AI flags more than 250,000 suspicious cancer research papers

July 2026 ยท 3 minute read

A new machine learning system has flagged more than 250,000 cancer research papers that may be connected to so called "paper mills."

The study, published in The BMJ, examined 2.6 million cancer research papers released between 1999 and 2024. It was led by QUT researcher Professor Adrian Barnett, from the School of Public Health and Social Work and Australian Centre for Health Services and Innovation (AusHSI), together with an international group of collaborators.

The researchers found that more than 250,000 papers contained writing patterns similar to those seen in studies that had already been retracted over suspected fabrication.

"Paper mills are companies that sell fake or low-quality scientific studies. They are producing 'research' on an industrial scale, and our findings suggest the problem in cancer research is far larger than most people realized," Professor Barnett said.

How Paper Mills Produce Fake Research

Paper mills sell authorship positions and, in some cases, complete ready made scientific papers. These studies may contain reused text, unusual or awkward language, and fabricated data or images.

"Most likely, they're relying on boilerplate templates which can be detected by large language models that analyze patterns in texts," Professor Barnett said.

To search for these patterns, Barnett and his colleagues trained a language model called BERT. The system was designed to identify subtle textual "fingerprints" that repeatedly appear in known paper mill products.

When evaluated using verified examples, the model correctly detected suspicious papers 91 percent of the time.

"We've essentially built a scientific spam filter," Professor Barnett said.

"Just like your email system can spot unwanted messages, our tool flags papers that match the writing style and structure we see in retracted, fraudulent work."

Suspicious Cancer Papers Have Surged

The large scale analysis revealed several major trends:

Flagged papers rose sharply over the past two decades, increasing from about 1 percent in the early 2000s to a peak of more than 16 percent in 2022.

The suspected problem appears across thousands of journals published by major companies, including journals with strong reputations and high impact.

Suspicious papers were especially common in areas such as molecular cancer biology and early stage laboratory research.

Certain cancer types, including gastric, liver, bone and lung cancer, had particularly high rates of flagged studies.

Journals Begin Testing the AI Tool

Three scientific journals are already testing the system as part of their editorial review process. The goal is to help editors identify potentially fabricated manuscripts before they are sent to outside experts for peer review.

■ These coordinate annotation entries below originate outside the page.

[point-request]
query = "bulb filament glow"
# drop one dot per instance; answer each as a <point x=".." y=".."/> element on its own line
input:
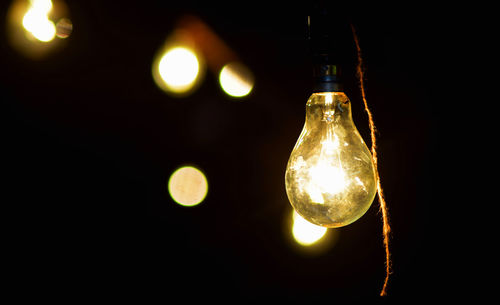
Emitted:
<point x="330" y="177"/>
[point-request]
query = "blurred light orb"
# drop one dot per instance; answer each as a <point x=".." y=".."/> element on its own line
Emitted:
<point x="236" y="79"/>
<point x="179" y="68"/>
<point x="32" y="27"/>
<point x="188" y="186"/>
<point x="306" y="233"/>
<point x="37" y="22"/>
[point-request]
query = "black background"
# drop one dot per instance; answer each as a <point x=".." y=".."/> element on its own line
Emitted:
<point x="89" y="142"/>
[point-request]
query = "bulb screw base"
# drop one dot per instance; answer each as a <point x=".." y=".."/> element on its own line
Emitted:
<point x="326" y="78"/>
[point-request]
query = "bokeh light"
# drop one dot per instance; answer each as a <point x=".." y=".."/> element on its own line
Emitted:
<point x="304" y="232"/>
<point x="33" y="25"/>
<point x="37" y="22"/>
<point x="179" y="68"/>
<point x="236" y="79"/>
<point x="188" y="186"/>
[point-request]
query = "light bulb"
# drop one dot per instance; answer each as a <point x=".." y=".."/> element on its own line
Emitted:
<point x="330" y="177"/>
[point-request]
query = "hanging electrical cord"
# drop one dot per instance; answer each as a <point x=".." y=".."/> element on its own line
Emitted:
<point x="383" y="205"/>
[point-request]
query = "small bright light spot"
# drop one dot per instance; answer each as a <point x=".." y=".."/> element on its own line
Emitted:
<point x="64" y="27"/>
<point x="179" y="68"/>
<point x="188" y="186"/>
<point x="236" y="79"/>
<point x="36" y="20"/>
<point x="304" y="232"/>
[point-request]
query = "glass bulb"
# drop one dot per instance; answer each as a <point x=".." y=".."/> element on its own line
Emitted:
<point x="330" y="177"/>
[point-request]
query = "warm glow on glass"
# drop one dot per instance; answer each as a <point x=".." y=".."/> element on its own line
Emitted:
<point x="304" y="232"/>
<point x="188" y="186"/>
<point x="36" y="20"/>
<point x="236" y="79"/>
<point x="178" y="68"/>
<point x="330" y="177"/>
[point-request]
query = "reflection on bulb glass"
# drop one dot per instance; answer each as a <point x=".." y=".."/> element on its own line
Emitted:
<point x="330" y="177"/>
<point x="304" y="232"/>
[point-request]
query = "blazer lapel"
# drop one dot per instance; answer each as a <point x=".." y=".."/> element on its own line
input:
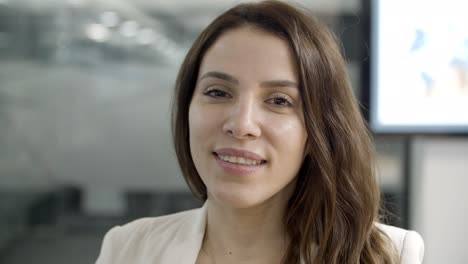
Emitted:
<point x="189" y="239"/>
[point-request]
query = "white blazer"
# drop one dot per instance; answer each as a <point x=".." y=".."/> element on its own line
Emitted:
<point x="177" y="239"/>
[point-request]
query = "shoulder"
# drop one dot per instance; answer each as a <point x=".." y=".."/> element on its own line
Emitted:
<point x="149" y="225"/>
<point x="409" y="244"/>
<point x="147" y="238"/>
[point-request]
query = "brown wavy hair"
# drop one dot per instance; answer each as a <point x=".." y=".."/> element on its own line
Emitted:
<point x="331" y="216"/>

The researchers also plan to adapt the tool for use in other scientific fields. They expect its accuracy to improve as more confirmed examples of paper mill activity become available.

However, the team emphasized that papers identified by the system should not automatically be treated as fraudulent. The results are warning signals, not confirmed findings of misconduct, and each case still needs to be reviewed by human experts.

Why Fake Research Can Harm Patients

"Cancer research influences clinical trials, drug development and patient care," Professor Barnett said.

"If fabricated studies make their way into the evidence base, they can mislead real scientists and ultimately slow progress for patients. That's why it's vital we get ahead of this problem."